What I would like to get confirmation on is

A) R_X86_64_32 entries are unsafe to convert to GOT entries through "AUTO_GOTPLT_ENTRY" because at the very least they are seemingly unimplemented in TCC's -run/memory mode

and

B) Using COPY relocations wouldn't work in TCC's memory mode either, because the existing dynamic symbols provided by the TCC application itself have already been placed, so the copy operation cannot occur without "moving" the TCC application's symbols. They would have to be moved because the TCC application may have them in a far away place in memory, too far for a PC32 relocation to reference.
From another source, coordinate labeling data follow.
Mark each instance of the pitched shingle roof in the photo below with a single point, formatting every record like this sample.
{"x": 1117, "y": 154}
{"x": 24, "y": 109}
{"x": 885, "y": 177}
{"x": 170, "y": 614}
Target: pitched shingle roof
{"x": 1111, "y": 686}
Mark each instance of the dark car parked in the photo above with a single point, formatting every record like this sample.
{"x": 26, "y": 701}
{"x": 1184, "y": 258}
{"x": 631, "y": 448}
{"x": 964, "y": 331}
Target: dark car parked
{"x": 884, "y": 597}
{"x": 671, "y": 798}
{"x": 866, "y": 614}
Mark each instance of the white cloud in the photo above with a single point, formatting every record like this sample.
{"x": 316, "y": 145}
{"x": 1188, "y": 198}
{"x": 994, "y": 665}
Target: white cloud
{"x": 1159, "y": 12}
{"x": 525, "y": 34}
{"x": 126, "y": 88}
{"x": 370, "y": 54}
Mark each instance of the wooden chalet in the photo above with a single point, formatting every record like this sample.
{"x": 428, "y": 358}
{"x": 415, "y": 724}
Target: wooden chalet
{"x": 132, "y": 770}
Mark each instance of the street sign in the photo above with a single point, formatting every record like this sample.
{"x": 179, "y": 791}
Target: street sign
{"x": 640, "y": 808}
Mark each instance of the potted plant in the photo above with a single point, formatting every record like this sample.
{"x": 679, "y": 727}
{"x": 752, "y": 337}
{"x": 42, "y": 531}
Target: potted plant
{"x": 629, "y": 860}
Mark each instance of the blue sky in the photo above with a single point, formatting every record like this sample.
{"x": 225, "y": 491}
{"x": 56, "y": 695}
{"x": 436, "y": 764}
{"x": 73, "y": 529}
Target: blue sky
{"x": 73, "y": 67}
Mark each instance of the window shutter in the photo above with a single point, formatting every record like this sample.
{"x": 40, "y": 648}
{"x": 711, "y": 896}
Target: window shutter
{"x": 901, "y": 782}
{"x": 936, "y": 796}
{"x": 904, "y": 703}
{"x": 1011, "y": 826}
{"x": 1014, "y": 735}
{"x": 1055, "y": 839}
If I am misunderstanding, an explanation of how AUTO_GOTPLT_ENTRY works with output type = TCC_OUTPUT_MEMORY would be greatly appreciated.

With my current understanding, it appears that I can:

- Simply error if I detect an undefined symbol at the relocate stage with any PC-relative relocation that isn't the full address space (e.g. PC64 should be fine, but PC32 would not work)

- Or do the slightly more sophisticated search of all the loaded dlls (RTLD_DEFAULT and others) for the symbol, then check if the DLL's already placed symbol is within the PC-relative relocation distance. If it is, then target it rather than @plt and use the PC32 relocation normally.

Am I on track here? I greatly appreciate anyone who read through this. I've been banging my head against this for several days now.